Fact: The 1988 carbon 14 dating used invalid samples snipped from a discrete medieval repair. Furthermore, kinetics constants for the loss of vanillin from lignin indicates that the cloth is at least twice as old as the dates determined by the carbon 14 dating with the faulty samples.

By some estimates, from examination of documenting photographs, there is sufficient new thread (about 60%) to allow adjusting the cloth's date to approximately the first century.

Fact: The images are formed by a brownish, complex conjugated carbon substance within a carbohydrate layer of starch fractions no thicker than 1/100 the diameter of a human hair.

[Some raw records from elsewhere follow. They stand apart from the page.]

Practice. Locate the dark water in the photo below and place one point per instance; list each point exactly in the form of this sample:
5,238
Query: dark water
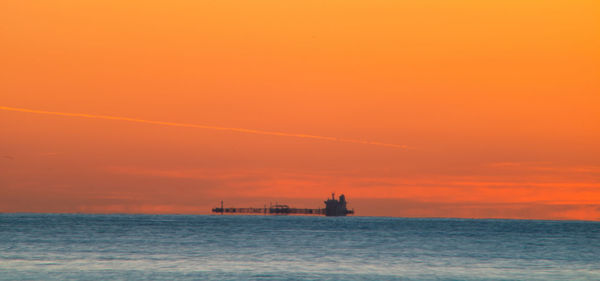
134,247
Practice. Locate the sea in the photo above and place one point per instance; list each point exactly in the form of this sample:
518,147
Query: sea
235,247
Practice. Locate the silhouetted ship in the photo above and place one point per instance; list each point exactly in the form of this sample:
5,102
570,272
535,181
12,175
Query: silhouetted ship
333,208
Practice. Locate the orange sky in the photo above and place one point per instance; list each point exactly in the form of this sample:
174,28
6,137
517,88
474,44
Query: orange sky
486,108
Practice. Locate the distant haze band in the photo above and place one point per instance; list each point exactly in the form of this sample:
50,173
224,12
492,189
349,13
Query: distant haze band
240,130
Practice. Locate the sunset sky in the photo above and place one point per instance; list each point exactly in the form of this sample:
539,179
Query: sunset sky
471,109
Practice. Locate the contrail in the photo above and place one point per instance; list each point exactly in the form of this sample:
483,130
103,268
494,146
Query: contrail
208,127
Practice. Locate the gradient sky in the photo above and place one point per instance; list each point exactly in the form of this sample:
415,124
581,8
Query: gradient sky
492,107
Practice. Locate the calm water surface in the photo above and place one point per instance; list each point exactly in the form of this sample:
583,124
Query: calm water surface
165,247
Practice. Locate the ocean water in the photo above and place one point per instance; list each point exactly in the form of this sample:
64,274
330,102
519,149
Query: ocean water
180,247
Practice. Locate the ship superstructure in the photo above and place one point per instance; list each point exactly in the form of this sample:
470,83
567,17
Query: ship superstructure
333,208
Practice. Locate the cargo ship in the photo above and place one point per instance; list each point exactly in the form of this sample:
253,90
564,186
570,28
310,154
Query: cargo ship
333,208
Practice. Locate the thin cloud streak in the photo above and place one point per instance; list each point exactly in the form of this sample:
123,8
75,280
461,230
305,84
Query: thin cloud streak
208,127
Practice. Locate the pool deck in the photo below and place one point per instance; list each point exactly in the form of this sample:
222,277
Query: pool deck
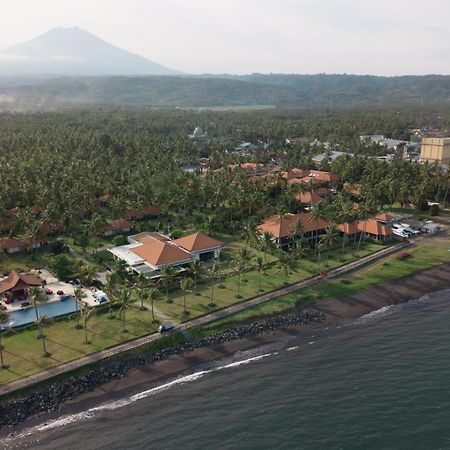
55,285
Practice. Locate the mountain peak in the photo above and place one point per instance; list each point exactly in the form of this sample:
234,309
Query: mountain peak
74,51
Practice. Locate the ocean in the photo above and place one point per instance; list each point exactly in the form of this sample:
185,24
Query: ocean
377,382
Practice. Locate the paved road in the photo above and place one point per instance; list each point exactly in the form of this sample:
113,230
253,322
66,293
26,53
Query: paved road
96,357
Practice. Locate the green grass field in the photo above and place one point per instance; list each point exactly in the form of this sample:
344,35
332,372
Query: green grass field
425,256
22,350
225,295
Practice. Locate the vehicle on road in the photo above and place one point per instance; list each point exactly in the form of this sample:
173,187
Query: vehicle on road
165,327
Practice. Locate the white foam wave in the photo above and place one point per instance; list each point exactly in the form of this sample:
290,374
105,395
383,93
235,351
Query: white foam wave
91,413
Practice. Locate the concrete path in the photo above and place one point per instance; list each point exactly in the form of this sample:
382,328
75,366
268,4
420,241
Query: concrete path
216,315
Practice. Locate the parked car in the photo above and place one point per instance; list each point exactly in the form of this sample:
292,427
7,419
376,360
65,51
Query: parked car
164,328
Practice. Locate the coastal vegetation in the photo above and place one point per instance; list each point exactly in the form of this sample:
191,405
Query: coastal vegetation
76,172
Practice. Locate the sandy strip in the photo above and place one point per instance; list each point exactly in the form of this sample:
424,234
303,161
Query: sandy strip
336,309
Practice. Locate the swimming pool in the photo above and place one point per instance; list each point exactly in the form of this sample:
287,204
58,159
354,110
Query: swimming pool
53,309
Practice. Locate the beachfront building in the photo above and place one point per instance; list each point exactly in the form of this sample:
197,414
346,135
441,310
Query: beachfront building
435,150
313,177
378,228
375,229
11,245
149,212
15,286
282,228
148,252
121,226
309,198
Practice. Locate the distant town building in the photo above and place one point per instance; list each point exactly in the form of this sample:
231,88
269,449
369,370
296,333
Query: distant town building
379,139
435,150
329,156
198,134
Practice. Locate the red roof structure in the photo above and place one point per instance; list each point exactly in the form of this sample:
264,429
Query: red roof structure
282,226
15,282
197,242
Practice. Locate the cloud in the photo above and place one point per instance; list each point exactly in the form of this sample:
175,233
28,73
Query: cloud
242,36
27,58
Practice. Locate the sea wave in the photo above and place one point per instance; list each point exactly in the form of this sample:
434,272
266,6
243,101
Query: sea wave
92,412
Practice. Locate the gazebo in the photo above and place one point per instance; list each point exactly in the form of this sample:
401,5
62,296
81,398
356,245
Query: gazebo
15,284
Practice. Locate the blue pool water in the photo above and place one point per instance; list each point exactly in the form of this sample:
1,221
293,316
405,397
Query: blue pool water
54,309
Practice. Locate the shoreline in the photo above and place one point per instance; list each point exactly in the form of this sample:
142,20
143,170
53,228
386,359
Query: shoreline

The images are probably the product of an amino/carbonyl reaction.

Fact: The bloodstains are real blood. The blood is unusually red for old blood.

The blood probably stayed red and did not turn black as blood normally does because trace chemicals found in the starch fractions are hemolytic. Also, the blood is rich in bilirubin, a bile pigment produced when a human body is under severe traumatic stress. Bilirubin is bright red and stays red.

Fact: There is a faint, superficial face image on the back of the cloth.

This supports the hypothesis of an amino/carbonyl reaction.

Fact: There are sufficient descriptive historical records to suggest that the Shroud of Turin is the Edessa cloth (ca. before 544 to 944 CE) and the Bucoleon Palace grave cloth of Constantinople (ca. 944 - 1204).

Fragmentary evidence suggests that the Edessa Cloth originated in Jerusalem in the 1st century and that it is the burial cloth of Jesus of Nazareth.